1 chap - left last year for internal promotion
2 chap - retiring
3 chap - has been on long term sick for a while

With the new director, I think they’re seeing this as a good way to restructure the team now that everyone is gone :)

That’s cool, as long as you know the reasons you can make the decision that’s right for you.
 
Amazon scale is just something else, I’ve worked on infrastructure of every size and scale since 2001, but Amazon - it’s literally by a sizeable margin the biggest piece of infrastructure there is now, it literally doubled in the last 2 years alone.

One thing which makes it worse is the startup mentality Amazon prides itself on. If we were a traditional ISP we’d spend ages testing everything we do, problem is that takes months / years and we’d never be able to expand fast enough if we did that.

The end result is that we test very little, when a program manager says “we need to get this additional 6Pbs to S3 by [date]” we just have to do it, and if the project trashed the network in the process of deploying it - so be it, we’ll pick up the pieces later. Problem is - those pieces are becoming 12 month projects to fix lol.

Essentially it mostly circles back to the same problem - we can’t hire/retain the staff. The learning curve to the stuff I’m working on (high performance IP fabrics) is vertical, each time we hire - it’s about 9 months before anyone can even do anything.

We also have a lot of very young very clever engineers, who quite frankly frighten me sometimes, they’re happy to work 20 hours a day, have no life and say yes to everything.

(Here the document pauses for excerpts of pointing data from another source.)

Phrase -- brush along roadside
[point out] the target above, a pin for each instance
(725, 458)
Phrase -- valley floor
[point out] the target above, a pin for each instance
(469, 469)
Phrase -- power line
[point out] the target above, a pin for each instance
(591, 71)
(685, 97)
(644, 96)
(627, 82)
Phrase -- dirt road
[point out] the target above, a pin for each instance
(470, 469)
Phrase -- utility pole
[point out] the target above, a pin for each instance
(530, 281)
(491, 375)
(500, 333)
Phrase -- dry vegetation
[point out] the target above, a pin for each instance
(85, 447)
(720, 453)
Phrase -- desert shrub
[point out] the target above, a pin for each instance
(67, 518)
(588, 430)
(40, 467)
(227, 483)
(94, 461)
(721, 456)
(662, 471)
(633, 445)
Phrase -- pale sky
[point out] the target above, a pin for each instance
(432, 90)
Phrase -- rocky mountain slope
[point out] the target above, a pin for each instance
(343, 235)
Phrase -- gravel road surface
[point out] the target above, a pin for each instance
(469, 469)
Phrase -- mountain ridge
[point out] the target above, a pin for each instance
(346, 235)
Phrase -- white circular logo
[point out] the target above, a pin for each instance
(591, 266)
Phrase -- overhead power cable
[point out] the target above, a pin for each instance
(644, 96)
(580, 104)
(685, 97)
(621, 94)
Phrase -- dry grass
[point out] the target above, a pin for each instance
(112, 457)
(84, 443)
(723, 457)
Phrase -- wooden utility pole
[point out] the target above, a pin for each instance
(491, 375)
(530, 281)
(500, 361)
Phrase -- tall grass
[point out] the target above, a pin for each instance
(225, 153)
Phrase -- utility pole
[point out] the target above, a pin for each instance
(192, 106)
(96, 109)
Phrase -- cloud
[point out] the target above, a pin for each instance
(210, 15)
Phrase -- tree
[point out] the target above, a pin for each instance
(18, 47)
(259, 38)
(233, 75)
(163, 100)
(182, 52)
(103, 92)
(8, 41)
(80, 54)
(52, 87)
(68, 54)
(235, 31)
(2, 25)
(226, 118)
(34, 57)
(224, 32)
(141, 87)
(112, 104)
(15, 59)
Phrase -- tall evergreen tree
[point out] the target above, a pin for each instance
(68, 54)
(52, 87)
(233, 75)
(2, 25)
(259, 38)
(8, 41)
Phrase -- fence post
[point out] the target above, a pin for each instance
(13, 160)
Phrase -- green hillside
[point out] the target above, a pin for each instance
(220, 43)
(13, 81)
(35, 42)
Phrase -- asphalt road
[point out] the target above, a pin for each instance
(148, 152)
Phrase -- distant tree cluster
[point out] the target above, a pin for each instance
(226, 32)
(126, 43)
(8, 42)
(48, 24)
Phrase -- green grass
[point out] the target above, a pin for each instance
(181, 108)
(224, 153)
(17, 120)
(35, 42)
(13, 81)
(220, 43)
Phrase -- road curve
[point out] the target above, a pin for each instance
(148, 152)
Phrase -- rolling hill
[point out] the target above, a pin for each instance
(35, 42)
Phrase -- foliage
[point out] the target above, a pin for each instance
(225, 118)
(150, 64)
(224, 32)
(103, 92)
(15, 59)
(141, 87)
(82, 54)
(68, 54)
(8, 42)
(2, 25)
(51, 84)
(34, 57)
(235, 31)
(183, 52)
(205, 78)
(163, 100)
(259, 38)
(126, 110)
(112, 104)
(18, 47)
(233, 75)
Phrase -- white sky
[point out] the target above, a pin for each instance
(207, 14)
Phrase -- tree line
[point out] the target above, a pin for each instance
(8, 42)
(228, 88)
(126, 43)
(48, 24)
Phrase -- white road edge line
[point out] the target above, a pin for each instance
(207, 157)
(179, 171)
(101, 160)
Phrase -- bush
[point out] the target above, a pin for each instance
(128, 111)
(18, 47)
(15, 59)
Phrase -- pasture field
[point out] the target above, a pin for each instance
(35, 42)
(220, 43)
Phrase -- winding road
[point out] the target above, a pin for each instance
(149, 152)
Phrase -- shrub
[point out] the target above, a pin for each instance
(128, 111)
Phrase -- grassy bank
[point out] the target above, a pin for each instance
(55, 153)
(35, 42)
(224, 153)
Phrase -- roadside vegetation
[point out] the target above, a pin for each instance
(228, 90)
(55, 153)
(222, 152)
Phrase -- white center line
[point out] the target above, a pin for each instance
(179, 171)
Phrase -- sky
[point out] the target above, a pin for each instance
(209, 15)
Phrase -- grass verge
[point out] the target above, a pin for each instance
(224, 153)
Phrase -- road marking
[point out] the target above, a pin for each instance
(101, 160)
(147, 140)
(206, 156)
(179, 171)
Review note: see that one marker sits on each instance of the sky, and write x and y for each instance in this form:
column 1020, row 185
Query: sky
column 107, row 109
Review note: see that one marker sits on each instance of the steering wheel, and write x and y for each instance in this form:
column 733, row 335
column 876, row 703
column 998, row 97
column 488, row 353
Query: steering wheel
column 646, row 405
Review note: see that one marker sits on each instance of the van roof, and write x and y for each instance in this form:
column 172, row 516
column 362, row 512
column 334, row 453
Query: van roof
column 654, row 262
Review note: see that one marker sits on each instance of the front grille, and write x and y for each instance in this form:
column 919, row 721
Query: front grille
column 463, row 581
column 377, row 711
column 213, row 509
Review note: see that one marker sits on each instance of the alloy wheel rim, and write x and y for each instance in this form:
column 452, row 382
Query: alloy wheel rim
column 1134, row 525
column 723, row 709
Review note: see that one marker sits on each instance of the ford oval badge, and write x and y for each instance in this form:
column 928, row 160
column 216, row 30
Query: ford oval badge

When I come along with my common sense and ability to say “no I can’t do that by tomorrow because I need more time” and the fact I might want to spend the weekend or evening doing hobbies, we end up with a bit of a clash..

We call that "Live Testing"

I think most programmers like to see what they can do, without really thinking should they do it. probably more extreme where you are, but its common trait.
 
I love reading job adverts that say they are offering a “competitive” or “excellent” salary when they are offering minimum wage or £500 to £1,000 a year over minimum. Good times :D
 
Enough is enough.

Went on a call earlier, and just got nailed by my own manager and delivery manager, where they basically teamed up on me to try and get me to accept some alternate reality, where we can do 50x things a day, every day, have zero problems and hit some ludicrous end date, where some of the guys in Syd and Seattle are already up and sending slack messages at 3am their time and I have ******* bags under my eyes.

Thankfully, i'm experienced and wise enough to bite back which I did (professionally and politely).... But having spent the day reflecting on it and having a quick glance over my contract to check a few things - I just handed my notice in, don't want to do it any more.

Loads of decent opportunities out there too, and I have a 3 month notice so plenty of time to get something good on the go!